Forward-looking statements are based on current expectations and assumptions
that are subject to risks and uncertainties which may cause actual results to
differ materially from the forward-looking statements. Our ability to predict
results or the actual effect of future plans or strategies is inherently
uncertain. Factors which could have a material adverse effect on our operations
and future prospects on a consolidated basis include, but are not limited to:
changes in economic conditions, legislative/regulatory changes, availability of
capital, interest rates, competition, and generally accepted accounting
principles. These risks and uncertainties should also be considered in
evaluating forward-looking statements and undue reliance should not be placed on
such statements. We undertake no obligation to update or revise publicly any
forward-looking statements, whether as a result of new information, future
events or otherwise. Further information concerning our business, including
additional factors that could materially affect our financial results, is
included herein and in our other filings with the SEC.
Overview
AB International Group Corp. (the "Company", "we" or "us") was incorporated
under the laws of the State of Nevada on July 29, 2013 and originally intended
to purchase used cars in the United States and sell them in Krygyzstan. The
Company's fiscal year end is August 31.
We are an intellectual property (IP) and movie investment and licensing firm,
focused on acquisitions and development of various intellectual property,
including the acquisition and distribution of movies. We have a Patent License
to a video synthesis and release system for mobile communications equipment, in
which the technology is the subject of a utility model patent in the People's
Republic of China. We had launched a business application (Ai Bian Quan Qiu)
through smartphones and official social media accounts based on WeChat platform
in February 2019, utilizing Artificial Intelligence, it is a matching platform
for performers, advertiser merchants, and owners for more efficient services. We
generate revenues through an agency service fee from each matched performance.
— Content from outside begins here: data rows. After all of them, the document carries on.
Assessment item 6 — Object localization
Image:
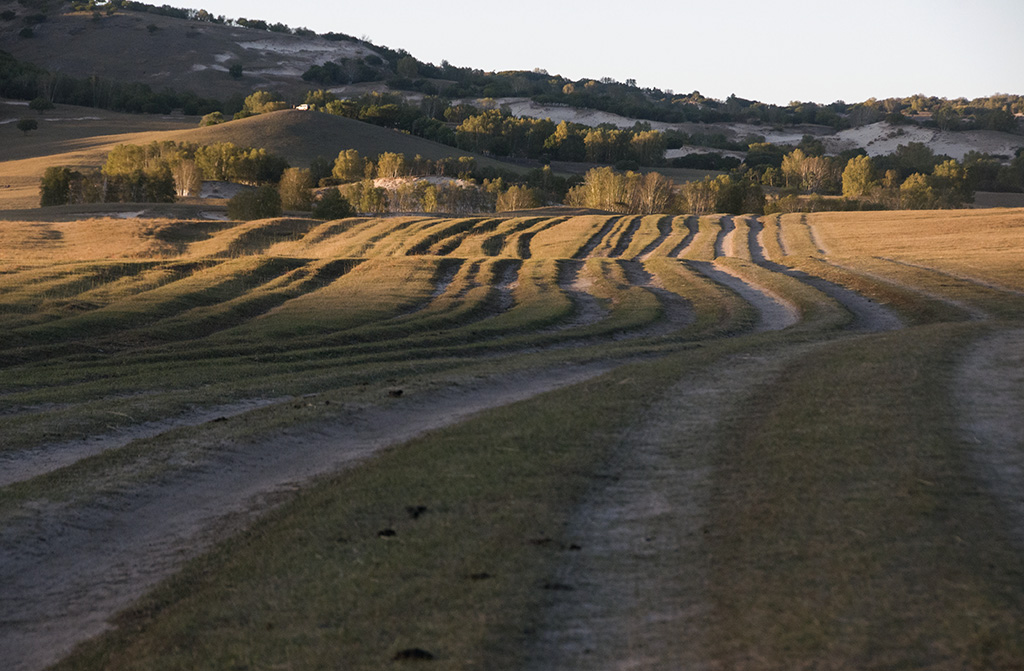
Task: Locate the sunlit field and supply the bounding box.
[0,209,1024,669]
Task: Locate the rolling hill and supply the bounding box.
[0,106,520,209]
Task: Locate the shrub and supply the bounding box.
[29,97,53,112]
[278,168,313,210]
[227,186,281,221]
[199,112,224,126]
[313,188,355,220]
[39,167,76,207]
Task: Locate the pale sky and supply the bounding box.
[188,0,1024,104]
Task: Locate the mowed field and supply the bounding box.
[0,210,1024,670]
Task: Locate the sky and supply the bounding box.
[180,0,1024,104]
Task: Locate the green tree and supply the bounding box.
[331,150,367,181]
[843,156,878,200]
[39,167,77,207]
[227,186,281,221]
[899,172,935,210]
[312,188,355,220]
[29,96,54,112]
[278,168,313,210]
[234,91,288,119]
[395,56,420,79]
[495,184,541,212]
[377,152,409,179]
[199,112,224,127]
[928,159,974,208]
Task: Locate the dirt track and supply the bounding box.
[0,363,614,671]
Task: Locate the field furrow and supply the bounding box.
[0,208,1024,671]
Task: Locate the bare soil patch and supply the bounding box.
[0,362,614,671]
[527,344,806,671]
[955,330,1024,550]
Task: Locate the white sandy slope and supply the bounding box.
[467,98,1024,161]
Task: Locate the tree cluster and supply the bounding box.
[565,167,680,214]
[40,141,288,206]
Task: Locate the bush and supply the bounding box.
[39,167,77,207]
[29,97,54,112]
[227,186,281,221]
[199,112,224,127]
[278,168,313,211]
[313,188,355,220]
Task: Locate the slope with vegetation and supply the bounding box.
[0,205,1024,669]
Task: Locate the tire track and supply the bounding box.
[526,348,802,671]
[572,217,618,259]
[552,260,609,331]
[0,362,616,671]
[633,214,675,261]
[746,217,905,333]
[953,330,1024,550]
[686,261,800,333]
[0,399,287,488]
[618,261,696,336]
[669,216,700,258]
[715,216,736,258]
[608,215,643,258]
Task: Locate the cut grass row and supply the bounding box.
[49,325,1024,669]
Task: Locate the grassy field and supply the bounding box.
[0,101,522,210]
[0,210,1024,669]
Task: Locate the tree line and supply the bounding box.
[40,141,288,207]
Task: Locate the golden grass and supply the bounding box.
[6,206,1024,669]
[808,210,1024,291]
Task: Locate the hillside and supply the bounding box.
[0,103,518,209]
[0,210,1024,671]
[0,2,374,99]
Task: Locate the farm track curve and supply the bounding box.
[749,219,904,333]
[0,362,615,671]
[0,215,1024,671]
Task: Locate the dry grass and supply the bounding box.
[6,206,1024,669]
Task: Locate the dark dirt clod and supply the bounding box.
[392,647,436,662]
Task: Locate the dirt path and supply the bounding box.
[633,214,673,261]
[669,217,700,258]
[608,214,643,258]
[0,399,285,488]
[689,261,800,332]
[572,217,620,259]
[552,260,608,331]
[0,363,614,671]
[620,261,696,337]
[954,330,1024,550]
[495,261,522,312]
[527,349,798,671]
[748,217,904,333]
[715,217,736,258]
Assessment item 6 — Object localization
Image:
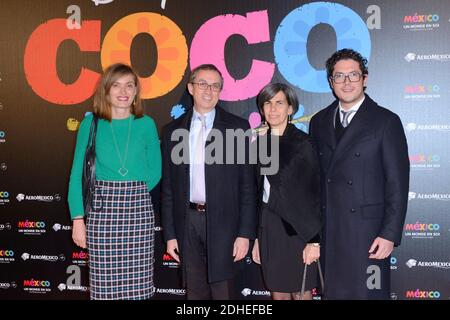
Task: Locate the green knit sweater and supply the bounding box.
[68,115,161,219]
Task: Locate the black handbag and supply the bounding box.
[81,115,98,217]
[300,260,325,300]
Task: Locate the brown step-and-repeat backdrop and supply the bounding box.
[0,0,450,300]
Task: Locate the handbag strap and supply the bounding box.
[301,260,325,297]
[87,114,98,151]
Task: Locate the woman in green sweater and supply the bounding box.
[68,64,161,300]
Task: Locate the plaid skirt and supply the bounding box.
[86,180,155,300]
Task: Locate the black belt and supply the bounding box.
[189,202,206,212]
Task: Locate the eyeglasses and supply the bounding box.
[330,71,363,83]
[191,81,222,92]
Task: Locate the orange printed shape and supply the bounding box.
[101,12,188,99]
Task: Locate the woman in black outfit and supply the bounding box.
[252,83,322,300]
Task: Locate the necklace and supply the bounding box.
[109,116,132,177]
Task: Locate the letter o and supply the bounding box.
[101,12,188,99]
[274,2,371,93]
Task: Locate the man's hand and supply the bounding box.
[166,239,180,263]
[233,237,249,262]
[369,237,394,260]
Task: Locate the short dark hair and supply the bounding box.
[189,64,223,87]
[256,83,298,116]
[326,48,369,79]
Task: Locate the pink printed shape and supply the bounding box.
[190,10,275,101]
[248,112,261,129]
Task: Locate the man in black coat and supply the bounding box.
[310,49,409,299]
[162,65,257,300]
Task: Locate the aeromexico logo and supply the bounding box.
[408,191,450,201]
[20,252,66,262]
[406,259,450,270]
[16,193,61,202]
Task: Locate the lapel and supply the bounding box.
[328,94,377,171]
[323,100,338,151]
[205,106,227,146]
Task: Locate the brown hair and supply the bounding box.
[94,63,144,121]
[189,64,223,87]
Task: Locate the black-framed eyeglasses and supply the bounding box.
[191,81,222,92]
[330,71,363,83]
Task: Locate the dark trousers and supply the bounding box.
[184,209,232,300]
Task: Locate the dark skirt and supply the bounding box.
[86,180,155,300]
[258,205,318,293]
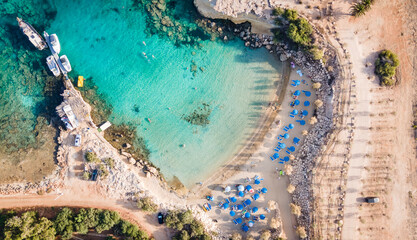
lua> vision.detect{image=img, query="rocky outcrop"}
[194,0,278,34]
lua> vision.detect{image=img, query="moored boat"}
[59,55,72,72]
[46,55,61,77]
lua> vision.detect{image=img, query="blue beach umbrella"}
[242,225,249,232]
[294,90,301,96]
[296,120,306,126]
[293,137,300,144]
[301,110,308,116]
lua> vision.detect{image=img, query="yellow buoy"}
[77,76,84,87]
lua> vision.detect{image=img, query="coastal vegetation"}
[165,210,211,240]
[272,7,324,60]
[375,50,400,86]
[0,208,148,240]
[351,0,374,17]
[136,197,158,212]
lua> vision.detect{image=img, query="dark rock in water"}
[182,103,212,126]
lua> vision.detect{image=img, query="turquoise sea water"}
[0,0,282,186]
[48,1,281,186]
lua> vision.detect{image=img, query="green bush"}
[104,158,114,169]
[309,46,324,60]
[272,7,284,17]
[165,210,211,240]
[137,197,158,212]
[3,211,56,240]
[282,9,298,22]
[84,152,100,163]
[0,208,149,240]
[54,208,74,239]
[375,50,400,86]
[287,18,313,46]
[351,0,374,17]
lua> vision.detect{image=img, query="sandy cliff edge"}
[194,0,274,35]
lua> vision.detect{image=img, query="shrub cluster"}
[351,0,374,17]
[0,208,148,240]
[273,8,313,47]
[272,7,324,60]
[137,197,158,212]
[165,210,211,240]
[84,152,100,163]
[375,50,400,86]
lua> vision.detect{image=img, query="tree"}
[290,203,301,217]
[4,211,55,240]
[74,208,89,234]
[54,208,74,239]
[287,184,295,194]
[283,9,298,22]
[287,18,313,46]
[309,117,317,125]
[314,99,323,108]
[375,50,400,86]
[96,210,120,233]
[137,197,158,212]
[295,226,307,238]
[313,82,321,90]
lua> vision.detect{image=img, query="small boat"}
[46,55,61,77]
[77,76,84,87]
[16,17,48,50]
[43,31,61,54]
[59,55,72,72]
[49,33,61,54]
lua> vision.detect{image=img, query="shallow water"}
[0,0,282,187]
[48,1,281,186]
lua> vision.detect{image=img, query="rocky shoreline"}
[218,17,340,236]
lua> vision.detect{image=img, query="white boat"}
[43,31,61,54]
[46,55,61,77]
[16,17,48,50]
[49,33,61,54]
[59,55,72,72]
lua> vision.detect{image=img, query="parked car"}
[158,212,164,224]
[74,134,81,147]
[365,197,379,203]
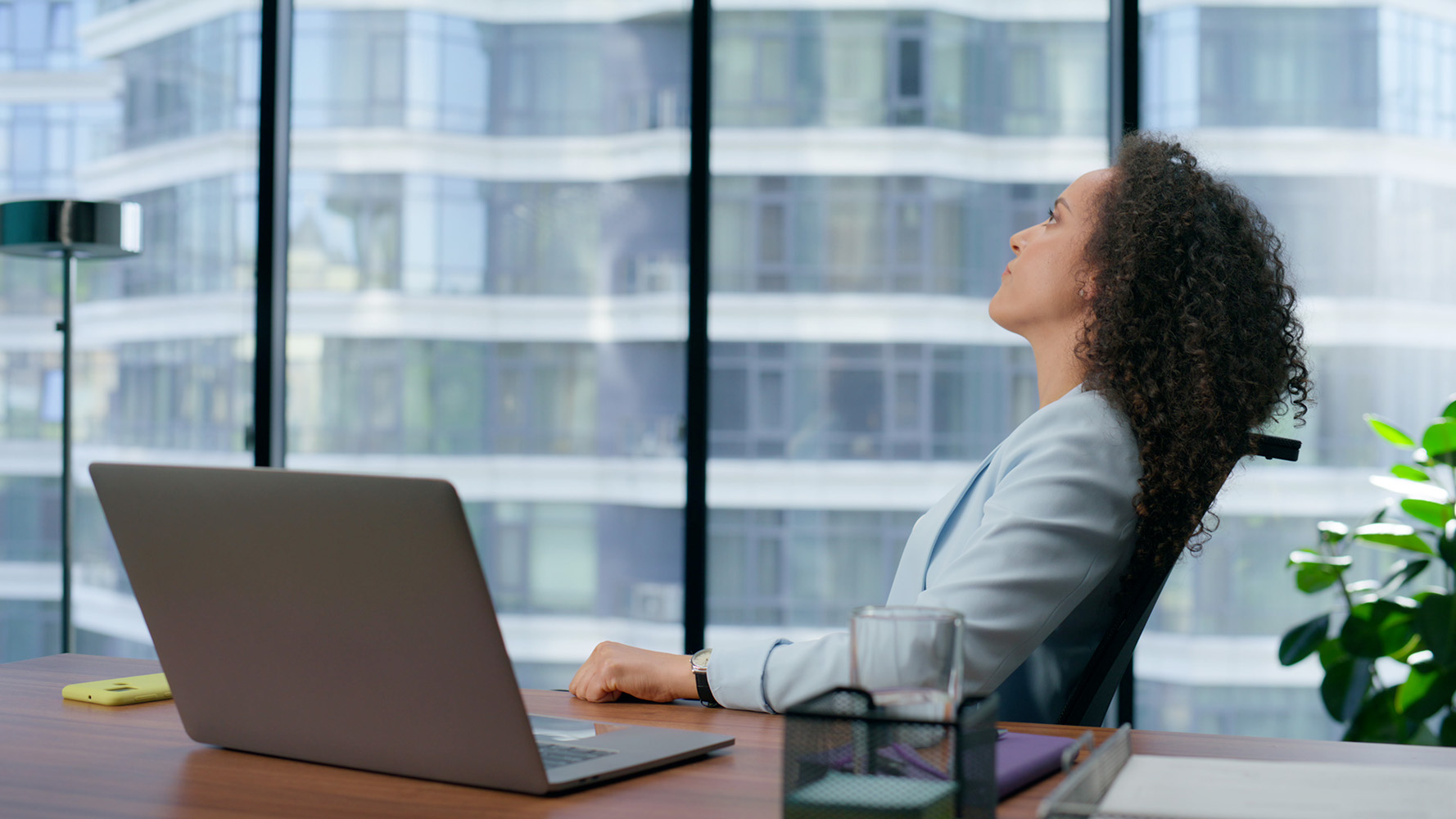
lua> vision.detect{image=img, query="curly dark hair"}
[1078,134,1310,587]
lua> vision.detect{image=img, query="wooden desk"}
[0,654,1456,819]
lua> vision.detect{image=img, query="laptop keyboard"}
[536,742,616,768]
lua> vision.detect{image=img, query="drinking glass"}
[849,606,965,722]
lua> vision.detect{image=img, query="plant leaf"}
[1395,663,1456,720]
[1415,595,1456,666]
[1370,475,1452,503]
[1319,637,1351,673]
[1436,520,1456,572]
[1381,559,1431,591]
[1340,600,1417,657]
[1345,688,1421,742]
[1289,550,1355,568]
[1390,464,1431,482]
[1278,613,1329,666]
[1364,413,1415,447]
[1319,657,1370,723]
[1295,563,1344,595]
[1355,523,1436,555]
[1421,419,1456,466]
[1400,499,1452,529]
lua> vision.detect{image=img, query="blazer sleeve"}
[709,392,1142,711]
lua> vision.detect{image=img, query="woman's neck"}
[1031,333,1087,406]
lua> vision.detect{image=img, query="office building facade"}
[0,0,1456,736]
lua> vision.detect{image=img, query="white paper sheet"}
[1098,755,1456,819]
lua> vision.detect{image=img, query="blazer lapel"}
[887,445,1000,606]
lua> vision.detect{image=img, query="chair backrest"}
[1057,556,1172,726]
[1057,434,1299,726]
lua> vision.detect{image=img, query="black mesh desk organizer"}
[784,688,997,819]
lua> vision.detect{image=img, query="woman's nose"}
[1011,228,1031,256]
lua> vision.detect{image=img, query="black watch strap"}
[690,649,722,708]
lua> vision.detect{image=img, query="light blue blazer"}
[708,387,1142,723]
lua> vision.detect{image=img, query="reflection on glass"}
[708,2,1106,644]
[1137,3,1456,739]
[0,0,258,660]
[288,4,689,688]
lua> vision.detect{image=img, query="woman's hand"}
[567,643,698,703]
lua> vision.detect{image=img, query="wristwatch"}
[690,649,722,708]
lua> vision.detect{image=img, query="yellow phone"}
[61,673,172,705]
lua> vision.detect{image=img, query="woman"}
[571,135,1309,722]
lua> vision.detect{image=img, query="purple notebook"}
[996,731,1074,799]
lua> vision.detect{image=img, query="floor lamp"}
[0,200,141,651]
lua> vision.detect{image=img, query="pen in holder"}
[784,688,997,819]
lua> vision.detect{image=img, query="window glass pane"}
[708,0,1108,645]
[0,0,258,660]
[1137,3,1456,739]
[288,3,693,688]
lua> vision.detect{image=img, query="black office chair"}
[1057,434,1299,726]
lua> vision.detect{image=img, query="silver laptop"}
[90,464,734,794]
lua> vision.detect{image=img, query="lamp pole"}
[56,247,75,654]
[0,200,141,653]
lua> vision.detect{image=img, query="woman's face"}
[990,168,1112,342]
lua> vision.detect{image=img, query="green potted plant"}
[1278,400,1456,746]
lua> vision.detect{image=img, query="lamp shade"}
[0,200,141,260]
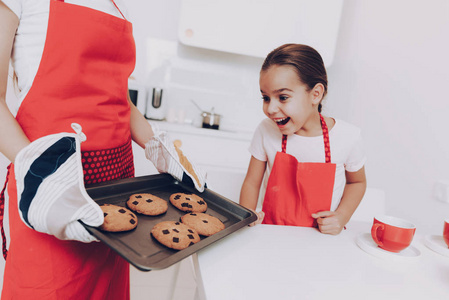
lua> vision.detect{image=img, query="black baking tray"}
[82,174,257,271]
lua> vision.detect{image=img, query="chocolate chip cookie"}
[170,193,207,212]
[181,213,225,236]
[151,221,200,250]
[126,193,168,216]
[99,204,137,232]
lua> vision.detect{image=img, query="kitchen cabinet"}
[178,0,343,66]
[133,122,252,202]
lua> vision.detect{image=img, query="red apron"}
[2,0,135,300]
[262,115,336,227]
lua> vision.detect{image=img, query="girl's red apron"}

Due to the quarantine and continuous control imposed by the state and local
governments in areas affected by COVID-19, merchant advertising events have been
suspended for 7 months. The Company decided to suspend the Ai Bian Quan Qiu
platform, which, at the time, created an adverse impact on the business and
financial condition and hampered its ability to generate revenue and access
sources of liquidity on reasonable terms. Starting in January 2021, however, the
Company started generating movie box-office revenue from the movie "Ai Bian Quan
Qiu" as a result in the easing of COVID-19 restrictions.
On April 22, 2020, the Company announced the first phase development of its
video streaming service. The online service will be marketed and distributed in
the world under the brand name ABQQ.tv. The Company's professional team are
sourcing such dramas and films to provide video streaming service on the
ABQQ.tv. The video streaming website www.ABQQ.tv was officially launched on
December 29, 2020. As of November 30, 2021, the Company acquired 59 movie
broadcast rights. The Company will continue marketing and promoting the ABQQ.tv
website through GoogleAds and acquire additional broadcast rights for movies and
TV series, and plan to charge subscription fees once the Company has obtained at
least 200 broadcast rights of movie and TV series.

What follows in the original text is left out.